## Introduction

Repeated censuses of permanent forest plots can be used to describe the dynamics of tree populations, i.e. to determine recruitment rate and mortality. There are, however, problems in assessing these rates (Sheil 1995a; Sheil *et al*. 1995; Sheil & May 1996), which raise a debate about whether or not turnover of forests increases with time (Phillips & Gentry 1994; Sheil 1995b; Phillips 1995). These problems arise partly because, in order to obtain demographic estimates in terms of population density, trees from different environments and of different life-history stages are combined.

One way of avoiding these problems is to incorporate the distribution of tree sizes into demographic analyses, because the fate of individual trees is influenced by both their size and their position in the size structure of the whole forest at a particular census (Kohyama 1992, 1993). Growth rate (usually increase in trunk girth or diameter) can be easily determined from repeated census data for each survivor over the period, providing the position of measurement is marked. However, estimation of mortality in a given size class is less precise because it is obtained on a size-class basis, and will therefore be affected by the sample size. Estimation of recruitment into the minimum size is even more difficult, because the number recruited will vary widely depending on the census timing and plot size.

Precise estimates of recruitment rate and mortality therefore require observation of more trees in large-sized plots, although this carries the disadvantages of increasing the effects of the environmental heterogeneity in space and the large cost of such research efforts. Several such large-scale forest plots with an area of 50 ha or more (Condit 1995; Condit *et al*. 1996) have, however, been established for the purpose of analysing the spatial pattern of populations and estimating demographic parameters using large sample sizes.

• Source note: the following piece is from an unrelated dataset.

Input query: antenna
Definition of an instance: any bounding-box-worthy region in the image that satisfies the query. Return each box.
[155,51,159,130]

Forest studies may use ‘stand table analysis’ to calculate the transition probability in a given time interval from a particular size class to the next size class; this procedure multiplies the density of trees in a given class by their size growth rate (Vanclay 1994). Similar calculation can be used to estimate recruitment rates from permanent plot censuses. Here we present a theoretical basis for a procedure for estimating recruitment rate into the minimum size class in a small plot. We apply this procedure to census data from actual plots and model plots generated in a computer. We then examine the validity of this procedure by comparing these estimates with census observations of recruitment events.